Um desfile em um cinema pode parecer uma ideia inusitada, mas com uma boa direção criativa é possível mostrar que essas linguagens conversam. A Misci usou o Cine Marabá, na avenida Ipiranga, centro de São Paulo, como palco para apresentar sua nova coleção em parceria com o arquiteto e também cineasta Isay Weinfeld na noite desta quarta-feira (26).
O desfile-filme “A Dama do Interior” transformou a passarela em uma experiência que une cinema, identidade brasileira e arquitetura.
Para Airon Martin, diretor criativo da Misci, a parceria se insere em um percurso pessoal e criativo. “Isso tudo é parte de um processo, um projeto de aposentadoria mesmo. Eu quero aposentar no cinema”, disse à Folha. A moda o levou a esse caminho, que converge com outras artes. “Como eu não sou herdeiro, precisava ganhar dinheiro com a minha criação, e a Misci se tornou uma marca rentável graças a muito trabalho e consistência.”
É nesse trânsito entre linguagens, moda, arquitetura e cinema, que Airon e Weinfeld se encontram, alinhados pela ideia de que criar é atravessar fronteiras.

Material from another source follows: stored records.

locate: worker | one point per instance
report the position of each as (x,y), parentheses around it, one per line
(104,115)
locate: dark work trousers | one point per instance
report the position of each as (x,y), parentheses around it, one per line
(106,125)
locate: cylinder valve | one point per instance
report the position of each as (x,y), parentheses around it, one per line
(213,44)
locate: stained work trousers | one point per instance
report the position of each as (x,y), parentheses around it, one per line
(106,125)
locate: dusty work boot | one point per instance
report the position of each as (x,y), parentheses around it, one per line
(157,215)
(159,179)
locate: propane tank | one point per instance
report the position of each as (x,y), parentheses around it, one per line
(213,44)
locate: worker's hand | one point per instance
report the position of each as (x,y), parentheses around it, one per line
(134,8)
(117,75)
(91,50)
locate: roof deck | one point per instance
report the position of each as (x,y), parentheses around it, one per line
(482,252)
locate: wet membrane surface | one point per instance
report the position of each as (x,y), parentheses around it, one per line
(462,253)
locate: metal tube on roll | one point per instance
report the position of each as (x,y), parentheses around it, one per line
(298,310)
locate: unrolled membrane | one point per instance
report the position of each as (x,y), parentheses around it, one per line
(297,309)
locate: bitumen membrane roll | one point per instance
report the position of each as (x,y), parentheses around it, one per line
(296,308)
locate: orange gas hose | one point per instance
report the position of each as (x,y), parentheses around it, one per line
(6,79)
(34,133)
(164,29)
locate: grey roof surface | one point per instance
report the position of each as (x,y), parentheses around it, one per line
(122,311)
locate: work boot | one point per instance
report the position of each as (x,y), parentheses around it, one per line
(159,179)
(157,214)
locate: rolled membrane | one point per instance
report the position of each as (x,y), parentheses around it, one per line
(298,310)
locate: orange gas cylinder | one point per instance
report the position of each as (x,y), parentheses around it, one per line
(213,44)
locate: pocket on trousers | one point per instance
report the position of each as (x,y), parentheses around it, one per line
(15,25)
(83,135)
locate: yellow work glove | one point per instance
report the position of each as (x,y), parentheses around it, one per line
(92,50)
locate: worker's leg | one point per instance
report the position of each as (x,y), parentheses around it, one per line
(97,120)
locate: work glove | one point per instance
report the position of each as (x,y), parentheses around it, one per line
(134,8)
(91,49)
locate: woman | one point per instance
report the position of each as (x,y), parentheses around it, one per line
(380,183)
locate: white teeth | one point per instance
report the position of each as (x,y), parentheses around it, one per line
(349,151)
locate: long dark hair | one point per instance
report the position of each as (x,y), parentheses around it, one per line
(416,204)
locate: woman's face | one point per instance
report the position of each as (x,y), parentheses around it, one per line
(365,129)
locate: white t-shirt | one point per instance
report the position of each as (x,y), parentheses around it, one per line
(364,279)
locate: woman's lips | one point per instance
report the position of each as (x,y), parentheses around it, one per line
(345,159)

Para o arquiteto e cineasta, a elegância não está na opulência, mas na quietude. A mente por trás de obras como o Hotel Fasano e a Casa Cubo, em São Paulo, já exercia sua alta-costura na arquitetura e agora leva sua assinatura para a passarela.
Airon conta que, na primeira conversa com o arquiteto, os dois partilharam a percepção de que são criadores capazes de transitar entre diferentes linguagens. “Quero ser um criativo coerente com as referências e com o que acredito.”
Se a proposta do Verão 26 da Misci bebeu de Jorge Amado como inspiração, ao trazer referências literárias com uma versão moderna de “Tieta do Agreste” e dar foco à mulher nordestina, agora acompanhamos o segundo ato, com o Inverno 26. “Minha família é nordestina, as minhas principais referências são do Nordeste. De alguma forma, isso me influenciou. É meio natural. Não é escolha”, afirma.
A abordagem cinematográfica também não é novidade; ela acompanha seu trabalho. “Em coleções anteriores já trabalhávamos com referências como Glauber Rocha no processo criativo. O cinema sempre esteve presente na trajetória da marca.”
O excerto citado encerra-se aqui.